First was the dwarf’s player. This is pretty logical; you’ve got three people in varying degrees of mechanically talky, one person who tends to accidentally sabotage his mechanically talky skills—and then you’ve got the “Charisma and Wisdom? What are those?” dwarf, who has occasionally been known to keep himself out of trouble by declaring himself a weapon at the local temple so as to not be separated from his axes, and whose player makes no bones about being in it for the combat. The character wasn’t interested, the player was bored, so he wandered off to challenge one of our other new NPCs to a duel. This, admittedly, didn’t last too long, aside from the occasional “Yeah, you guys are still at it” and a good deal of handwaving; I think this was the sensible choice, though I was somewhat disappointed in the way it ended up being resolved, as I sincerely doubt the other character was good enough never to have gotten hit at all.

Then we had the cleric. We’d acquired a couple of enemy corpses because we didn’t have time to loot them (three cheers for bags of holding), so he had prepared speak with dead, and by golly, he was going to use it. Which was fine, except that every now and then he’d start going “Hey, we should start thinking about what questions we’re going to ask the dead guys.” In the middle of the interrogation. At which his character was present. Usually while one of us was trying to formulate a question. It can’t have been two and a half hours into the game when we hit the third or fourth repetition of “Can we please finish questioning this guy first?”

Not helping matters was an incident somewhere near the middle. Austrenk, my spellthief, subscribes to the Skyrim alchemy school of magical analysis; if she can’t figure out what a spell effect is by any other means, she’ll steal it and see what it does to her. (I think at this point she’s actually stolen a larger number of inconvenient magical effects than she has of beneficial ones.) This one made her extremely bored with the whole questioning procedure and desperately in need of Doing Something. Which was all right, I was getting frustrated anyway and we had two people left to carry on the investigation, except that her idea of thing to do was go provide our primary new NPC with weapons training, and for whatever reason the guy didn’t trust me to play across the overenthusiasm myself, so he just made the character kind of incompetent at the training. And despite the fact that the character had told her fellows “There’s an enchantment on this guy, I’m going to steal it, let me know if I start acting weird,” the cleric decides to intercede in this on the NPC’s behalf, which only resulted in more of the apparent incompetence being played up, which… yeah.

We were there about three and a half hours. At least two and a half of that was spent dealing with this one NPC. Honestly, we all screwed up.
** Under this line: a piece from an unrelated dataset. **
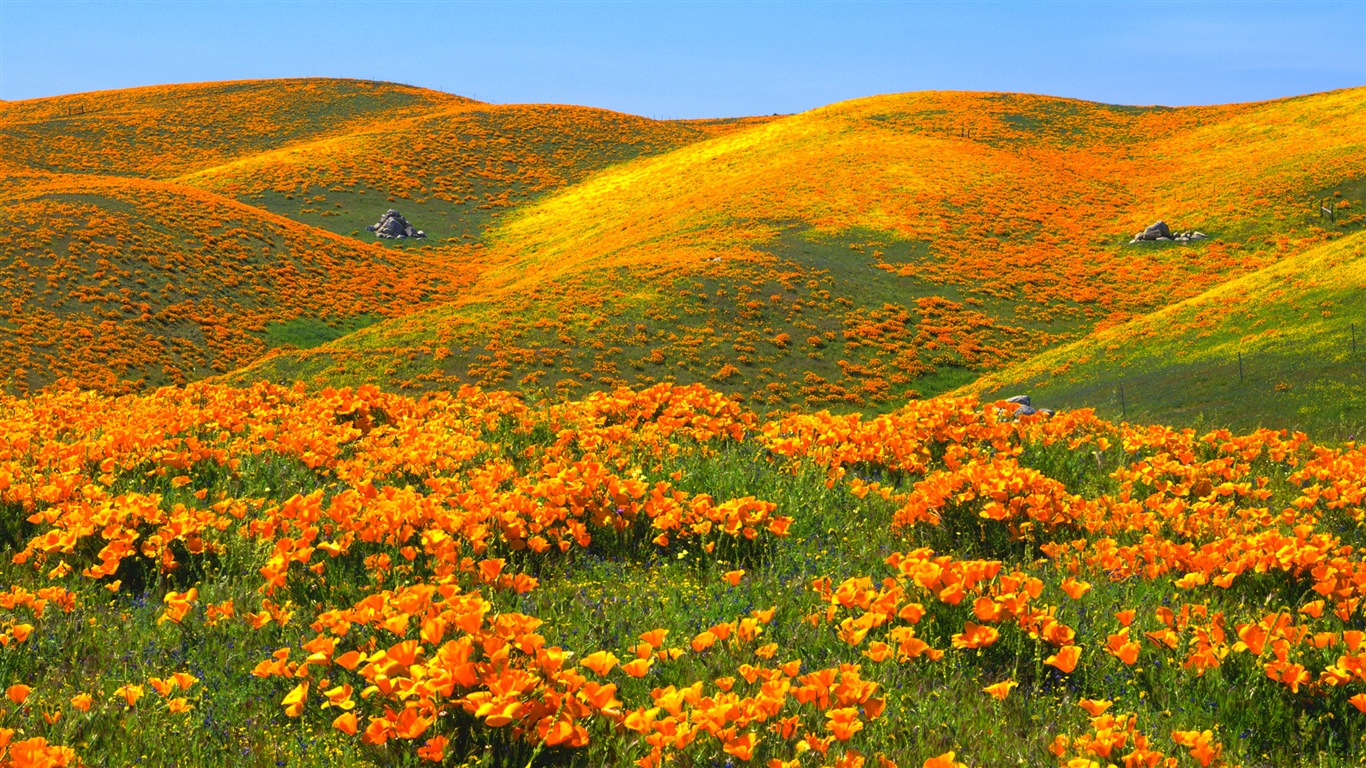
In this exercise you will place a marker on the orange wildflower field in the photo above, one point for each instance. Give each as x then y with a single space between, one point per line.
678 442
661 577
The dwarf’s player should probably have just asked if there was any way we could speed it up; the cleric’s player should have played one scene at the time; and the rest of us should really have admitted that we wanted to get on with it too and asked if there was any way we could just bypass the detaily bits and get the gist of our results so we could move on to determining we’d been played again and trying to explain to the new NPCs why we needed not to go where we were going. But hey—we’ve all learned, and we’ll know for next time.


  1. Sean Holland says:

    I hate it when things circle like that, all the gears of the campaign spinning and not engaging at all.